Section 524 of the Bankruptcy Code states

(a) A discharge in a case under this title—

(1) voids any judgment at any time obtained, to the extent that such judgment is a determination of the personal liability of the debtor with respect to any debt discharged under section 727 ... of this title, whether or not discharge of such debt is waived;

(2) operates as an injunction against the commencement or continuation of an action ... to collect, recover or offset any such debt as a personal liability of the debtor, whether or not discharge of such debt is waived ....

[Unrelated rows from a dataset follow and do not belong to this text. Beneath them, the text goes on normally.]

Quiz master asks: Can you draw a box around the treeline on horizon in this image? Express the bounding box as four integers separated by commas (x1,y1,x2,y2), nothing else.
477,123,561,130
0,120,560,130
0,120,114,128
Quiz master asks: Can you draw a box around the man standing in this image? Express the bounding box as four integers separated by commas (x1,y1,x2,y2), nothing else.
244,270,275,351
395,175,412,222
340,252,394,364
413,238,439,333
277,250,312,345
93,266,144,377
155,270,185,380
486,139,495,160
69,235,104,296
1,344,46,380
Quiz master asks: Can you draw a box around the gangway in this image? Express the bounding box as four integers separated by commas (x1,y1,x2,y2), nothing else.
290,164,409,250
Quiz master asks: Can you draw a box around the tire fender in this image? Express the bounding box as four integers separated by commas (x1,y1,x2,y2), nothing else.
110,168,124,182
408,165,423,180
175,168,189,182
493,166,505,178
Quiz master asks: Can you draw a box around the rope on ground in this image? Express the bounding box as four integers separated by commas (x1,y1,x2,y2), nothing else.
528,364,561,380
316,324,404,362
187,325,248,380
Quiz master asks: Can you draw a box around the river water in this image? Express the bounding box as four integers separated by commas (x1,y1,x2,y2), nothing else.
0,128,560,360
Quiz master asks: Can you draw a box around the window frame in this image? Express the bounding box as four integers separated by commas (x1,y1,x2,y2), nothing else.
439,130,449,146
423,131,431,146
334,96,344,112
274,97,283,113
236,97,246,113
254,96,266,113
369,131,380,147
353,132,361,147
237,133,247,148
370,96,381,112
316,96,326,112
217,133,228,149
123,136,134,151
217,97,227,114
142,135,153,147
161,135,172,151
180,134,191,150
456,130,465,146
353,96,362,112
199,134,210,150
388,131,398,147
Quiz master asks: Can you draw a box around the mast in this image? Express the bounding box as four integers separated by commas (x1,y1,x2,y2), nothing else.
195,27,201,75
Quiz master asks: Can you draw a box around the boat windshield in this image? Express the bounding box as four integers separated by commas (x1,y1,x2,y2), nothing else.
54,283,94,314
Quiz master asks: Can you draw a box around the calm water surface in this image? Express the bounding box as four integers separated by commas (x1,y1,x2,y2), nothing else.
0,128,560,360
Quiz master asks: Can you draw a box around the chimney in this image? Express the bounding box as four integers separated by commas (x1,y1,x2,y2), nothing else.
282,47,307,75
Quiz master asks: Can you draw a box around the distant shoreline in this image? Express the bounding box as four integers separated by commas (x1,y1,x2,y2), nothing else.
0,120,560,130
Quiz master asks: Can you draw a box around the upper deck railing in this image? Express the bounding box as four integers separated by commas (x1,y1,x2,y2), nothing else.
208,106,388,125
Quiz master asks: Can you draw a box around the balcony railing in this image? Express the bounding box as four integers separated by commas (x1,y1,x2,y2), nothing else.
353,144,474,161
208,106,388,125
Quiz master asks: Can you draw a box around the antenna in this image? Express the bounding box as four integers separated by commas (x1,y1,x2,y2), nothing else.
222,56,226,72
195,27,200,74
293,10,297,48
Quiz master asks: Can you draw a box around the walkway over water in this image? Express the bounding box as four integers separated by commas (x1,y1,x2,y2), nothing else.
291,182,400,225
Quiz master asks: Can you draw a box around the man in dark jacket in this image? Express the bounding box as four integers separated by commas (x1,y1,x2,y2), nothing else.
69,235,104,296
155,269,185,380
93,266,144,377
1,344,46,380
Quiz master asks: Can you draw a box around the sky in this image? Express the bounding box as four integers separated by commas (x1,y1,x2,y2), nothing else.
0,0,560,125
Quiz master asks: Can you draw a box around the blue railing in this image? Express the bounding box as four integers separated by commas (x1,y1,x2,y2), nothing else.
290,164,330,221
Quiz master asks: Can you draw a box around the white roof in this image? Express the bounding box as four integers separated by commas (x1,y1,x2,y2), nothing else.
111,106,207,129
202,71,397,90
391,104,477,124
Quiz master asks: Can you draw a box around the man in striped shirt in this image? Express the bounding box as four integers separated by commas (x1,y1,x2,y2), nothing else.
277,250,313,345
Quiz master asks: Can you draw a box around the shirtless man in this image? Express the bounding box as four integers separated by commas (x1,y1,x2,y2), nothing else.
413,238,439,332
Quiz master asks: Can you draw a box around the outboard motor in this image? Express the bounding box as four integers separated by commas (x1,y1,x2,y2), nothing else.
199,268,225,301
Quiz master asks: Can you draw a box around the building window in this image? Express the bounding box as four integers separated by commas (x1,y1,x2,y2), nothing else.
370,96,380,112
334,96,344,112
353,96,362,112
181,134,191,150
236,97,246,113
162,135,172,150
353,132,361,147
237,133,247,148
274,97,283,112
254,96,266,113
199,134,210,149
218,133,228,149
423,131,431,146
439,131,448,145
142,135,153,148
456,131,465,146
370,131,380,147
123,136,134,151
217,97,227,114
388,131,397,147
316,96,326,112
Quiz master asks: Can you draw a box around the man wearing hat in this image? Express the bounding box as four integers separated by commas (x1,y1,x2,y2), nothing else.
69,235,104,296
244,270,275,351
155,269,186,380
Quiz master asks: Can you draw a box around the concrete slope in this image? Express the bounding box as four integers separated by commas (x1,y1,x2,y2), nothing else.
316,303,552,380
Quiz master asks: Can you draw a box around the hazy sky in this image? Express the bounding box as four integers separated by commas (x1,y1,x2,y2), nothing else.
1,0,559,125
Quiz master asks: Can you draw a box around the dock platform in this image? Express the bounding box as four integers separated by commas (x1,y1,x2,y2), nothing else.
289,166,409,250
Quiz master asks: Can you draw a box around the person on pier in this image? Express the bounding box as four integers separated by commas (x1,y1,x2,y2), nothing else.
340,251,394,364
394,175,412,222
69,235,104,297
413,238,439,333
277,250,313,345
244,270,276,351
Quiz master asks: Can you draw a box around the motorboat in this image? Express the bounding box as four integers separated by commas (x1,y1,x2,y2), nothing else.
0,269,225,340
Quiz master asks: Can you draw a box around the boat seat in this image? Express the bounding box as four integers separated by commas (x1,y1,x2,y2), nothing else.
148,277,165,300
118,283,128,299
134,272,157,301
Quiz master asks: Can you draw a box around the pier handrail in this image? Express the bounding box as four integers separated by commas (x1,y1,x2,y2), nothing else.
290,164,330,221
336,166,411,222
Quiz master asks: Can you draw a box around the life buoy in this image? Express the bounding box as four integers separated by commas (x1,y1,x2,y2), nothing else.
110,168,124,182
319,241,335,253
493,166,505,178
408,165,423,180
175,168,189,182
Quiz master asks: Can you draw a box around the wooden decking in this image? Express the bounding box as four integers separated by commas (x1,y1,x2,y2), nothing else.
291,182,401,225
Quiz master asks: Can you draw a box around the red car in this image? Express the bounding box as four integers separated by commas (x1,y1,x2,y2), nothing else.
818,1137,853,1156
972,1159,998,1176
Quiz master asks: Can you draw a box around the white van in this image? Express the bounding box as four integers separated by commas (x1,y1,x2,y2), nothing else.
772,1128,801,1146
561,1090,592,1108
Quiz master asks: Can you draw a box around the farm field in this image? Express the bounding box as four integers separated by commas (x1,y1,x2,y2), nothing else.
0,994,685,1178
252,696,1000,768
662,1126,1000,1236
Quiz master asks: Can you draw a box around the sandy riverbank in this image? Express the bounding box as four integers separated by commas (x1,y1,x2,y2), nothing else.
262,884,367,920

11 U.S.C. § 524(a)(2). Based on the language of § 524(a), “a discharge will be completely effective and will operate as an injunction” that will protect “the debtor from a subsequent suit in a state court ... by a creditor whose claim had been discharged _”5 Alan N. Resnick & Henry J. Sommer, Collier on Bankruptcy ¶ 524.02 (15th ed. rev.2002). Section 524(a) operates “automatically,” removing the need for debtor “to assert the discharge to render the judgment void.” Id. at ¶ 524.02[1], Further, the code clearly stipulates that any judgment as to a discharged debt is “void and not voidable.” In re Cruz, 254 B.R. 801, 810 (Bankr.S.D.N.Y.2000); see also Pavelich v. McCormick, Barstow, Sheppard, Wayte & Carruth LLP (In re Pavelich), 229 B.R. 777, 781 (9th Cir. BAP 1999) (holding that “any judgment of any court that does not honor the bankruptcy discharge is Void’ to that extent”); In re Presley, 288 B.R. 732, 736-37 (Bankr.W.D.Va.2003) (judgment held void; unlisted creditor had actual knowledge of bankruptcy petition).

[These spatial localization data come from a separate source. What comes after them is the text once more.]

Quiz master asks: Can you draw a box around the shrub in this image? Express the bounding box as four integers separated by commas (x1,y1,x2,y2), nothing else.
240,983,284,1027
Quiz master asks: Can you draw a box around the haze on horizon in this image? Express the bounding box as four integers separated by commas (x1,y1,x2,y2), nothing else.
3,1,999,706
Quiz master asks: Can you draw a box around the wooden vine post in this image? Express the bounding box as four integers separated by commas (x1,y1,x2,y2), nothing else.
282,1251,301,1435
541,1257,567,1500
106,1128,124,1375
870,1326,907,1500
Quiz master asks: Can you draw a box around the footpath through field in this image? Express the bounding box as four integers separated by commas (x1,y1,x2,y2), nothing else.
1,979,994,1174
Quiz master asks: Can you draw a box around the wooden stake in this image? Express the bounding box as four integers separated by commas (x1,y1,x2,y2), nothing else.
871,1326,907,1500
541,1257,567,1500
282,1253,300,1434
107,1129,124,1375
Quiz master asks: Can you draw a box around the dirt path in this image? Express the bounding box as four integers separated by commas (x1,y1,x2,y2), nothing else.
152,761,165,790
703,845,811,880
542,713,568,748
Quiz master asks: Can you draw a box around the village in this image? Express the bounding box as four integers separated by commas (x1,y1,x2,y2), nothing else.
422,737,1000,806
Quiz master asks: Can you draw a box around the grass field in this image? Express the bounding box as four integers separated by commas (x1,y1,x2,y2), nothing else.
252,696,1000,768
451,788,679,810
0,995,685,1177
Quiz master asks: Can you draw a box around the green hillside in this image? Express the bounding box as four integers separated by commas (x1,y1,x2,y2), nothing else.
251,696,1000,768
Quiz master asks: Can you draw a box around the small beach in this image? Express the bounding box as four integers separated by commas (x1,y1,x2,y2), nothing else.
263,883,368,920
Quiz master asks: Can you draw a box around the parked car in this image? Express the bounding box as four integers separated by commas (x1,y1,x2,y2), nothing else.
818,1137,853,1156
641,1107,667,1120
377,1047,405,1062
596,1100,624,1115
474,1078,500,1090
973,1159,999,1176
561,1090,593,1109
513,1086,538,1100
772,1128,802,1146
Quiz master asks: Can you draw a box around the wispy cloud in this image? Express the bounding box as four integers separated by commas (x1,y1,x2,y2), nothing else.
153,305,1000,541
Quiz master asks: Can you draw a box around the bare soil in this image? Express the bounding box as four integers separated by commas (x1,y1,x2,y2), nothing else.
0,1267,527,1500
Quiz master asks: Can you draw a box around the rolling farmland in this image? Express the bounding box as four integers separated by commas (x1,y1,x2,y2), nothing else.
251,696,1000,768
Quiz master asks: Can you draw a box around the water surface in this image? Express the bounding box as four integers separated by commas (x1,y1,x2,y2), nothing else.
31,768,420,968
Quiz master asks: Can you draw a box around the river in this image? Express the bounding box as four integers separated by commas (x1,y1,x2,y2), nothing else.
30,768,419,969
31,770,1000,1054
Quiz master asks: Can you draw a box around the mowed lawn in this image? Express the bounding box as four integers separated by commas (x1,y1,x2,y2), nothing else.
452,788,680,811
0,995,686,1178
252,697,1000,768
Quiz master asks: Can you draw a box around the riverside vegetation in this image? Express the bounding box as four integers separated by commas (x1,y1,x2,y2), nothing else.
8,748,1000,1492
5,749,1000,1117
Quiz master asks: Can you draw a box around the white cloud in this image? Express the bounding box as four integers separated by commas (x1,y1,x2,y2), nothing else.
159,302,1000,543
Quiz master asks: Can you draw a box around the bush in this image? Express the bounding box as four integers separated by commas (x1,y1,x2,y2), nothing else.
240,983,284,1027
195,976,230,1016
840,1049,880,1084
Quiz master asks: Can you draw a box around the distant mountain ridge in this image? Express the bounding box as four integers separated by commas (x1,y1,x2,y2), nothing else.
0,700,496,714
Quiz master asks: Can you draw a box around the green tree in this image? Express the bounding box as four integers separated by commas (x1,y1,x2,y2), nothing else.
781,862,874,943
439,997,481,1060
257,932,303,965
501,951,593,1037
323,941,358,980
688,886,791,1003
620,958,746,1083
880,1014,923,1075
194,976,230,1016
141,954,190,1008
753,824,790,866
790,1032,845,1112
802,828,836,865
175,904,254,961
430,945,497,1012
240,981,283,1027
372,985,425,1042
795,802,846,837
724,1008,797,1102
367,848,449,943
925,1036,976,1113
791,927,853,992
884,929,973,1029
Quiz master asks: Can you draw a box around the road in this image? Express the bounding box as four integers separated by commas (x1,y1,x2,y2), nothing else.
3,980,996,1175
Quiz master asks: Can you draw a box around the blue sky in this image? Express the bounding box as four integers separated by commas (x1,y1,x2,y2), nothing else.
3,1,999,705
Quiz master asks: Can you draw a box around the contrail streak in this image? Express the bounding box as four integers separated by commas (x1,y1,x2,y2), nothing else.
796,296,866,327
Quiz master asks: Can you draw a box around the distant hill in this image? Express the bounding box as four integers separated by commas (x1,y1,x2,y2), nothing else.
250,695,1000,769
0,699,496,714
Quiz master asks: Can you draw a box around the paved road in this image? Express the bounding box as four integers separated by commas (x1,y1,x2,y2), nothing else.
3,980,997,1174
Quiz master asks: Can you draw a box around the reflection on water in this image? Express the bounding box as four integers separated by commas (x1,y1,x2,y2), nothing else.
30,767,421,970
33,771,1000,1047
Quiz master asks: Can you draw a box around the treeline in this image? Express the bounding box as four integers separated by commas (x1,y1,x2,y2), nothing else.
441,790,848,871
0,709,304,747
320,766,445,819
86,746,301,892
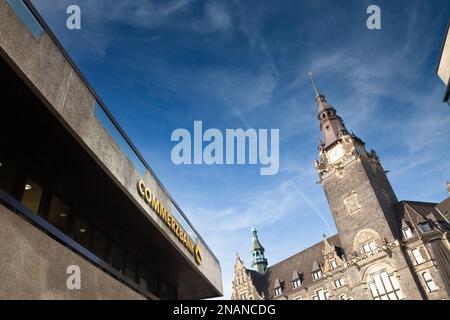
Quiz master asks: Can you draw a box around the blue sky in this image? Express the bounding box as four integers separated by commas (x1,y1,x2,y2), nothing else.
31,0,450,298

Again, the court finds no basis to depart from the plain language of the Code. Although the court is sympathetic to Horizon’s position, § 524 renders void Horizon’s Circuit Court of Virginia judgment of March 26, 2002.

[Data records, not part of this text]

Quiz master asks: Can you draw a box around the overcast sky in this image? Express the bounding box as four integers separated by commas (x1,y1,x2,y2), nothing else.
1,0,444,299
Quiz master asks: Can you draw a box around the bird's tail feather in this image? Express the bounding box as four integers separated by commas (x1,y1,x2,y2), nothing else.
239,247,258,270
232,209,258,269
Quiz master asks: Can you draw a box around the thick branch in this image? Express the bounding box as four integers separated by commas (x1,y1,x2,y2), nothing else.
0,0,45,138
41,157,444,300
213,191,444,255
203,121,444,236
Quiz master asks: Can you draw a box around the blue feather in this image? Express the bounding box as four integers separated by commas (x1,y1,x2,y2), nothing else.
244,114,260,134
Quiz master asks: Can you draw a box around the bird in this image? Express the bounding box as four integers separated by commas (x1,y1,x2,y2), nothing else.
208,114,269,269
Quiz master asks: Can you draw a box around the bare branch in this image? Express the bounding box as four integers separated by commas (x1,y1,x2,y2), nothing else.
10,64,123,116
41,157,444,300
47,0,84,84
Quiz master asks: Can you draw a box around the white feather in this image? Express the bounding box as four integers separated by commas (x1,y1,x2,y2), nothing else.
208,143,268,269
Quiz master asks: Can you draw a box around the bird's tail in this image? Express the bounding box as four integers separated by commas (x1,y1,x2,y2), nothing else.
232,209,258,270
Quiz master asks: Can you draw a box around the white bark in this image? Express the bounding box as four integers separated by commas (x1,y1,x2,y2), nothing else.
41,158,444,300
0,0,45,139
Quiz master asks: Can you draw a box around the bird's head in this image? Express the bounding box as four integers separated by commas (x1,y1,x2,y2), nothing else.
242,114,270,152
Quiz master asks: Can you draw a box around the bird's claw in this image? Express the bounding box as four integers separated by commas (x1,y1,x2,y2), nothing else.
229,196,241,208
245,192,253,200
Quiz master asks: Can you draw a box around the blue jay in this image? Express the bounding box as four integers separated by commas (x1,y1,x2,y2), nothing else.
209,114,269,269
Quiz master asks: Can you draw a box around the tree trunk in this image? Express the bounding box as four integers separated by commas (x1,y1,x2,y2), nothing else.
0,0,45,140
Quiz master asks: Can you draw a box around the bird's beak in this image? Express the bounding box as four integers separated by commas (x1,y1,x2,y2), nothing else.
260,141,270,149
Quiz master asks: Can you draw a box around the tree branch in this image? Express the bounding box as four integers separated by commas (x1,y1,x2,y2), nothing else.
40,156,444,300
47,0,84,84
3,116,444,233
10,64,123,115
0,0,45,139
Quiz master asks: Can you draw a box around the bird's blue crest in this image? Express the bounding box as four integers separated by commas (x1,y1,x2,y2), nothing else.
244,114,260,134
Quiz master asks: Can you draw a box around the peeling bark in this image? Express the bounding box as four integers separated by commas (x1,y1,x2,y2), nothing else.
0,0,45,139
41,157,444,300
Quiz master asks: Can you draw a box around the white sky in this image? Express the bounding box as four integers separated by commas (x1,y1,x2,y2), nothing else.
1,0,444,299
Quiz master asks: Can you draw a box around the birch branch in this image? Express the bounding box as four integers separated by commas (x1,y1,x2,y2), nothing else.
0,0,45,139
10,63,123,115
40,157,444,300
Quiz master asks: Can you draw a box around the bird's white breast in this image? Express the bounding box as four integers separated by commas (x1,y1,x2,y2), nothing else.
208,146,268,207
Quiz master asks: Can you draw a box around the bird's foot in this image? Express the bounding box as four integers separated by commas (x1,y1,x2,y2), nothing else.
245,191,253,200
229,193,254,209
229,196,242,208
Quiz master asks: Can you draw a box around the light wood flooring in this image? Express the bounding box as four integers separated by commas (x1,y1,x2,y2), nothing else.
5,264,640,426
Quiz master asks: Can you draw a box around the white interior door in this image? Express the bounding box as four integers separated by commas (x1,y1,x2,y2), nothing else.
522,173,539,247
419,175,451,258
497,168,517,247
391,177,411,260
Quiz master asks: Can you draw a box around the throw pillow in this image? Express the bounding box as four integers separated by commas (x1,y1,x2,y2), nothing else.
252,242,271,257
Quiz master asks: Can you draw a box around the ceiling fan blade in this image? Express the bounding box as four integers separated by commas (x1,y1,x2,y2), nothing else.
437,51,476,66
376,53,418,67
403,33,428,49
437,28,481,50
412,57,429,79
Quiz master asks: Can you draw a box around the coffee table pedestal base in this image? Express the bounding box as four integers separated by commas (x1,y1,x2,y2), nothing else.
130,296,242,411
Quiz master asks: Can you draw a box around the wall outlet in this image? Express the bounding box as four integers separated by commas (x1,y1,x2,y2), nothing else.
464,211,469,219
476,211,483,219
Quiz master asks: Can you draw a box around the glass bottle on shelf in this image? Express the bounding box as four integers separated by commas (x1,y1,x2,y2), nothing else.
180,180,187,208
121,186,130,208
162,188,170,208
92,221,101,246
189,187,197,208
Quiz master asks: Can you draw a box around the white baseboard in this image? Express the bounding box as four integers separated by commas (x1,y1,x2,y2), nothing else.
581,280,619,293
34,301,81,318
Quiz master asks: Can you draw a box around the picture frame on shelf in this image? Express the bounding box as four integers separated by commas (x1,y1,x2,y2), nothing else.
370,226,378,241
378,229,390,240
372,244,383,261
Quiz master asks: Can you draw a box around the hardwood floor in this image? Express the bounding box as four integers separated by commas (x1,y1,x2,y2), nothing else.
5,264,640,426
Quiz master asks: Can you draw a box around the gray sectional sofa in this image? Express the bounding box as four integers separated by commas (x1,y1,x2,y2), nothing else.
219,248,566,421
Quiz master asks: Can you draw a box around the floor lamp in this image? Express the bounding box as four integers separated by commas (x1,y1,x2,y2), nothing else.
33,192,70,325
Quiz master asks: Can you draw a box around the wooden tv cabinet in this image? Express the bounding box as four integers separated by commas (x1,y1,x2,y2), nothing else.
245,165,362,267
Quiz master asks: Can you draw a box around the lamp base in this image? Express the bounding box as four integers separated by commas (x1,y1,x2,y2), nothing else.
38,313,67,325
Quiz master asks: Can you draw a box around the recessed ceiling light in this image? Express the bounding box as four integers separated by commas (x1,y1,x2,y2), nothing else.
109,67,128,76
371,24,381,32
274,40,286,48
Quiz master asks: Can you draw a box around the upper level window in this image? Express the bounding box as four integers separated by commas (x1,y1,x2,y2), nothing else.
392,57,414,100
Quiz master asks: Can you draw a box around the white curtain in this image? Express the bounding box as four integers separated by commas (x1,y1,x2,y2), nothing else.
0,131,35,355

A separate order will be entered denying the motion to reopen. 
      
      . Debtor has characterized his omission of Horizon as inadvertent. See Mot. to Reopen, at 2.
     
      
      . It appears from the case file that debtor’s counsel did not send a copy of this notice to the court but that a copy was filed in open court at hearing on May 21, 2002.
     
      
      . Section 523 states that:
      (a) A discharge under section 727 ... does not discharge an individual debtor from any debt — •
      (3) neither listed nor scheduled under section 521(1) of this title, with the name, if known to the debtor, of the creditor to whom such debt is owed, in time to permit—
      (A) if such debt is not of a kind specified in paragraph (2), (4), or (6) of this subsection, timely filing of a proof of claim, unless such creditor had notice or actual knowledge of the case in time for such timely filing; or
      (B) if such debt is of a kind specified in paragraph (2), (4), or (6) of this subsection, timely filing of a proof of claim and timely request for a determination of dis-chargeability of such debt under one of such paragraphs, unless such creditor had notice or actual knowledge of the case in time for such timely filing and request ....
     
      
      . Section 523(a) excepts from discharge debts based on (2) false pretenses, fraud and false financial statement, (4) fraud and defalcation, embezzlement or larceny, and (6) willful and malicious injury. There are other exceptions to discharge under § 523(a) that may be brought outside the time limitations applicable to these subsections. Also, as a practical matter, where a creditor has not received notice of a bankruptcy the court will usually on due process grounds allow a late filed complaint to determine dischargeability.